I went to a conference a couple weeks ago and found this to be one of the best article, written by David Rock, about managing people. If all leaders can understand the dynamics of how the brain works, I believe employee productivity would start 'Steeming' in the workplace!

"The human brain is a social organ. Its physiological and neurological reactions are directly and profoundly shaped by social interaction. Indeed, as Lieberman puts it, “Most processes operating in the background when your brain is at rest are involved in thinking about other people and yourself.”

This presents enormous challenges to managers.

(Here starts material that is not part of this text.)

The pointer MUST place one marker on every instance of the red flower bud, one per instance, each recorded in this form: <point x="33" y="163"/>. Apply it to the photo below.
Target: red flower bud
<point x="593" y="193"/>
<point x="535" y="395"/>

Although a job is often regarded as a purely economic transaction, in which people exchange their labor for financial compensation, the brain experiences the workplace first and foremost as a social system. People who feel betrayed or unrecognized at work — for example, when they are reprimanded, given an assignment that seems unworthy, or told to take a pay cut — experience it as a neural impulse, as powerful and painful as a blow to the head. Most people who work in companies learn to rationalize or temper their reactions; they “suck it up,” as the common parlance puts it. But they also limit their commitment and engagement.

They become purely transactional employees, reluctant to give more of themselves to the company, because the social context stands in their way. Leaders who understand this dynamic can more effectively engage their employees’ best talents, support collaborative teams, and create an environment that fosters productive change. Indeed, the ability to intentionally address the social brain in the service of optimal performance will be a distinguishing leadership capability in the years ahead.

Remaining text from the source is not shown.